Why? Maybe he figured since they lived so far from the village that the village wouldn’t care if he went after them. But why would he do so in the first place? Just because he was sour-natured? That didn’t seem right.
She worried at that and worried at it as she put the peas to cook, and got a nice bit of salmon ready for frying. She still couldn’t untangle the puzzle. Why was he coming after the Protheros? Or was he doing the same in the whole village?
Finally she just gave it up as being something she couldn’t puzzle out. That was when the memory of the seaweed-girl practically leapt up out of the back of her mind. The seaweed girl, who Constable Ewynnog had not been able to see… but…
Who had been able to make the constable’s afternoon a misery.
Which meant only one thing. That the creatures that only she could see, were, nevertheless, able to
do things
. Real things. Torment real people… and if they could do that…

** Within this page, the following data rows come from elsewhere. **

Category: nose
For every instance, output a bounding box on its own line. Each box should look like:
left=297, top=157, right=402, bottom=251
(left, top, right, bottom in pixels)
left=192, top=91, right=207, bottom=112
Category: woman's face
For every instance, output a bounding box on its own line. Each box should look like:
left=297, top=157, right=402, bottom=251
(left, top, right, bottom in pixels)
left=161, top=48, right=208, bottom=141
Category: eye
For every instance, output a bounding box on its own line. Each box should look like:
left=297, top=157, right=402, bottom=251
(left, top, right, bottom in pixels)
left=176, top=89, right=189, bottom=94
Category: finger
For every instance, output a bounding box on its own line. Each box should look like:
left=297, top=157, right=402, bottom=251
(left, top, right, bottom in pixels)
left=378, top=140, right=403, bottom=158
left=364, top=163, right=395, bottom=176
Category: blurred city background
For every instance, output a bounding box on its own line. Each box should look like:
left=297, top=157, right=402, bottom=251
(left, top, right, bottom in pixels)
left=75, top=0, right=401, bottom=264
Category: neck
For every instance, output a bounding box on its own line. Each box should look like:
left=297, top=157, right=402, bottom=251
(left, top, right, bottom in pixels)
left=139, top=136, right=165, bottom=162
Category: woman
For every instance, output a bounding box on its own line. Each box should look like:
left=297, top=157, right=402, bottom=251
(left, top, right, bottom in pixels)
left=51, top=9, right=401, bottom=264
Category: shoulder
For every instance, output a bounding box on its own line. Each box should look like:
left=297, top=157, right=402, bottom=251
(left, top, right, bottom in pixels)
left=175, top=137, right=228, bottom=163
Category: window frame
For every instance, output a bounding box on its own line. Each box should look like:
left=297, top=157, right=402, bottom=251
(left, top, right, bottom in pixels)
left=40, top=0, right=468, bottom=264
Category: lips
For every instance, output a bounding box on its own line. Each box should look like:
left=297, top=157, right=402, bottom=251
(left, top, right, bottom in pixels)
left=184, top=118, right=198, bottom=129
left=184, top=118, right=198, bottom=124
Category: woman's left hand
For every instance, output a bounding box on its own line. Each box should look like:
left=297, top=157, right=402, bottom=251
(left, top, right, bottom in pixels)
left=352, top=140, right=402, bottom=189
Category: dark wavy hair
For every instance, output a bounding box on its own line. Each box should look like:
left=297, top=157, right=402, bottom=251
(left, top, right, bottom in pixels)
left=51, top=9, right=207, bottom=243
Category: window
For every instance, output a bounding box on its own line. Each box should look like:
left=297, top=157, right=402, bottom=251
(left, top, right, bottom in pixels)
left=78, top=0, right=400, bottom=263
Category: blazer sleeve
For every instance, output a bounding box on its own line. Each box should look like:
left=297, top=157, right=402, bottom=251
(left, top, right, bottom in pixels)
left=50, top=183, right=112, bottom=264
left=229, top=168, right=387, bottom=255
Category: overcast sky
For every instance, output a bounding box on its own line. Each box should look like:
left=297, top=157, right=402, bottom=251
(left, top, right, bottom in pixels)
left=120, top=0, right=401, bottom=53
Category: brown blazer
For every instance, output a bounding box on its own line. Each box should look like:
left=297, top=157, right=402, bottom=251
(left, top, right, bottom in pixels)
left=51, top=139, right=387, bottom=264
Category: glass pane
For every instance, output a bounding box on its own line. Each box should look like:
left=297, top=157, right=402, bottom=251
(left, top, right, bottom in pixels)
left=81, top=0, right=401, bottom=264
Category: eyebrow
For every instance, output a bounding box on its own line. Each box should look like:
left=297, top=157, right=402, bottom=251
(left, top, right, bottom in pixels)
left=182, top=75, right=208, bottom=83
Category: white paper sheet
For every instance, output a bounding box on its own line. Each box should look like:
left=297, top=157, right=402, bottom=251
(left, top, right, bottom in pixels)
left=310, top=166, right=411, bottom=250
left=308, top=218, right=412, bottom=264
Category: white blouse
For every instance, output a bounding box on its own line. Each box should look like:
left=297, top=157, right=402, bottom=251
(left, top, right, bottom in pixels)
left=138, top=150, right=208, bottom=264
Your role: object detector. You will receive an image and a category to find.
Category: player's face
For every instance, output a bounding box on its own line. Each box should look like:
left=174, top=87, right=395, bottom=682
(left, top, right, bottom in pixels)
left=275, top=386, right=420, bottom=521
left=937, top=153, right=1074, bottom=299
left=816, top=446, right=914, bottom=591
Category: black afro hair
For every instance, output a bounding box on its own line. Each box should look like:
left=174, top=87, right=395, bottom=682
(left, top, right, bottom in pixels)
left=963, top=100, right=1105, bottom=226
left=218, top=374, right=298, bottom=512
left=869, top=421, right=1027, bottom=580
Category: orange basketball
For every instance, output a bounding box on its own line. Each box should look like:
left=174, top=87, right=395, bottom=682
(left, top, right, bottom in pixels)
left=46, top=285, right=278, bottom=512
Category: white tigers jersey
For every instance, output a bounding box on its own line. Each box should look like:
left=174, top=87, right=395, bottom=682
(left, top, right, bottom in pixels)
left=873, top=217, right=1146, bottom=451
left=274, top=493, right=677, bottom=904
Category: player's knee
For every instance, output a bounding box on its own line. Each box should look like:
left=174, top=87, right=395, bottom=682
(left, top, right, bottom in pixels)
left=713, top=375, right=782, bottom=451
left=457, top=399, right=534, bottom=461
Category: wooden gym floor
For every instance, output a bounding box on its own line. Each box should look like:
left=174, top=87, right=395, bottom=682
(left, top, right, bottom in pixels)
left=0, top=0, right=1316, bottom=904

Here was her proof. They were not fever-dreams or the phantoms of a mind going mad. They were real.
The revelation thrilled and terrified her. Thrilled, because who
wouldn’t
be thrilled to know that they were not going to end up tied to a bedpost, mad-eyed and raving. But terrified…
Tylwyth Teg folk. They were not safe, no matter that they had been helpful to her all this time. They were not tame. They operated by their own rules, which often seemed to be as much whim as rules. If they liked you, as they seemed to like her, they could do you great favors. But you could not count on that liking to last, and when they were angry with you, they could do a great deal more than trip you up.
These were dangerous waters. And she was going to have to try and recall every tale that old woman had told her, just to have an inkling of how to navigate them.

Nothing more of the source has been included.